ABA Files Section-sponsored Amicus Brief in Enemy Combatant Case
The ABA has filed a Section-sponsored
amicus curiae brief with the U.S. Supreme Court in
Hamdi v. Rumsfeld, in which the Court will decide whether the federal government may detain indefinitely an American citizen captured as an "enemy combatant" in another country during a time of hostilities.
Captured in Afghanistan in the course of U.S. military action there following the Sept. 11, 2001, terrorist attacks, Yaser Esam Hamdi first was sent to Guantanamo Bay, Cuba, until it was discovered that he was born in Louisiana. He now remains in military custody at the Norfolk Naval Station Brig in Norfolk, Va., where he is being held as an "enemy combatant." Until February 2004, he had not been allowed to communicate with legal counsel, and access since then has been strictly limited.

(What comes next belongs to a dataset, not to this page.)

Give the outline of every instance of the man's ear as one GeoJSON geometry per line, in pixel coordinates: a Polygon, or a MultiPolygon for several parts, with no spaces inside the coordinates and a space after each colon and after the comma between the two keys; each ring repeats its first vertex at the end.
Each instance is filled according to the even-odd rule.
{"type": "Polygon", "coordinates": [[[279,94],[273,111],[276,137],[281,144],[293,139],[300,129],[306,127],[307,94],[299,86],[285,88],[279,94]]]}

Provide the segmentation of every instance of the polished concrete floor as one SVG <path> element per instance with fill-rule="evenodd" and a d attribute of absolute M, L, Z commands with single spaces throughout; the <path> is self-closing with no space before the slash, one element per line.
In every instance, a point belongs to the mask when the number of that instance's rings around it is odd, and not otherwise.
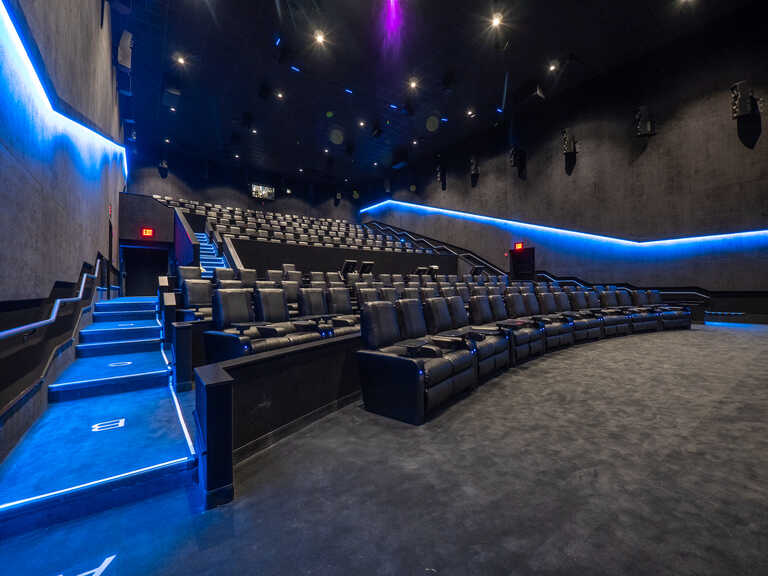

In its brief, the ABA argues that it is the role of the federal courts, even in a time of hostilities, to provide meaningful review where American citizens are detained by the federal government. It also argues that fundamental due process requires that American citizens indefinitely detained by the government have access to counsel and the opportunity to challenge the allegations against them, and notes that adequate procedures exist to protect national security interests without depriving citizens their due process rights.
The brief draws upon Section-sponsored policy urging that American citizens detained as "enemy combatants" be given meaningful judicial review and not be denied access to counsel. It also relies on earlier ABA policy supporting the rule of law in the international community and opposing infringements upon the separation of governmental powers as set forth in the U.S. Constitution.
Barry Sullivan, Shelley Malinowski, Robert L. Schultz, and Erinn L. Wehrman of Jenner & Block in Chicago, Ill., and Penny Wakefield drafted the brief.